Pues es esta globalidad lo que genera las condiciones ambientales de un 11-S, que ejemplifica, casi magistralmente, lo que el sociólogo alemán Ulrich Beck había llamado Risikogesellschaft, la sociedad del riesgo: una sociedad en la que el entramado encadenado de causalidades y dependencias genera situaciones tales que pequeñas variaciones en un extremo son amplificadas por la red y producen consecuencias monstruosas en otro extremo, el caldo de cultivo de «efectos mariposa». Dadme una palanca y moveré el mundo, podían decir los terroristas, pues con sólo unos cortapapeles consiguieron derribar las torres simbólicas del comercio mundial y de la globalización, utilizando los aviones como espoletas, en el mayor acto terrorista de la historia. Jamás se representó con mayor énfasis el mito de David contra Goliat. Nuestras sociedades están hoy traspasadas de causalidades perversas, múltiples escenarios de riesgo (aviones, trenes, presas, redes cibernéticas, comercio, petróleo), que pueden ser utilizadas con simplicidad para producir inmensas catástrofes. La complejidad, que nos hace fuertes, puede ser también nuestro talón de Aquiles.

En segundo lugar, y por supuesto, allí estaba el Imperio americano, rotundamente hegemónico tras la caída de la URSS, y sin cuya comprensión tampoco se entiende el terrorismo. Pues tras la multipolaridad westfaliana que, desde 1648, nos vino regalando una guerra por generación, pasamos a las (pocas) grandes potencias del XIX, y desde ellas, a la bipolaridad de la segunda post-guerra y a la marcada unipolaridad del presente.
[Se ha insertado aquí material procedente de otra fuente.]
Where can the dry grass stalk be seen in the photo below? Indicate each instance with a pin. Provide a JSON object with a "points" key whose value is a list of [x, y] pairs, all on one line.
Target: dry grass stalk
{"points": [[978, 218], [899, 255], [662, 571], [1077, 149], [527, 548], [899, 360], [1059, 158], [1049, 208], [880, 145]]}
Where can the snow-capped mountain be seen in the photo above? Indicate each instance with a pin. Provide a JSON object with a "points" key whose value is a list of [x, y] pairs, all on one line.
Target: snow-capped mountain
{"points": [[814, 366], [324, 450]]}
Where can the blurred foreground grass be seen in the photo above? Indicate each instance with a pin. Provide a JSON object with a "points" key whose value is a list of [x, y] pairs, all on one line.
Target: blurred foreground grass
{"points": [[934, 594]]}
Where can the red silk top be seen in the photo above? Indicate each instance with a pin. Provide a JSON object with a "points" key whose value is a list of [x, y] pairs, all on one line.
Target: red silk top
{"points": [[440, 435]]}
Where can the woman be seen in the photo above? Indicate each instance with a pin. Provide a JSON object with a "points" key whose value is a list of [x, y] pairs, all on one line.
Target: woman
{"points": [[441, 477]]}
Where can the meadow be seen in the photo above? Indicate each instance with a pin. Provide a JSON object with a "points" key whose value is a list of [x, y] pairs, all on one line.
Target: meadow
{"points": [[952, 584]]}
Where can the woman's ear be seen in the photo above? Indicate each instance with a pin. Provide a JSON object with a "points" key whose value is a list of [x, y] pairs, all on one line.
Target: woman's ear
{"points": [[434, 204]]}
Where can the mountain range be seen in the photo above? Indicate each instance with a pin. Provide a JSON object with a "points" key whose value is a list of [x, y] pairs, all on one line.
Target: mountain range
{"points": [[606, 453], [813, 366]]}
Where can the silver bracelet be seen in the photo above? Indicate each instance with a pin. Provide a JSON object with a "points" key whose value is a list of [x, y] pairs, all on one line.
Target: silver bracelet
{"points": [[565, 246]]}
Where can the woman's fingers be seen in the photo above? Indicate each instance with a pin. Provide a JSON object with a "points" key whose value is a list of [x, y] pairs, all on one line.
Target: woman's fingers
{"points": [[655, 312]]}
Puede que jamás, desde Roma, haya habido tal asimetría de poder. Los americanos gastan en defensa tanto como todo el resto del mundo e invierten en I+D tanto como todo el resto del mundo. Por innovación y por capacidad es un Ejército imbatible en una guerra convencional, preparado y dimensionado para ganar al tiempo en dos frentes de batalla cualesquiera. Basta asomarse a la web del Pentágono para ver en ella un mapa del mundo y su precisa delimitación en seis Mandos Centrales a cuyo frente hay otros tantos procónsules de varias estrellas encargados de supervisar el mundo entero. El nuevo terrorismo aparece así como el nuevo arte de la guerra en un orden internacional en el que no caben guerras convencionales pues las gana de antemano el «Hegemón». Un terrorismo que pasa por encima de los Estados y, por supuesto, por encima de sus tratados, acuerdos o convenciones, papel mojado en el nuevo arte de la guerra total.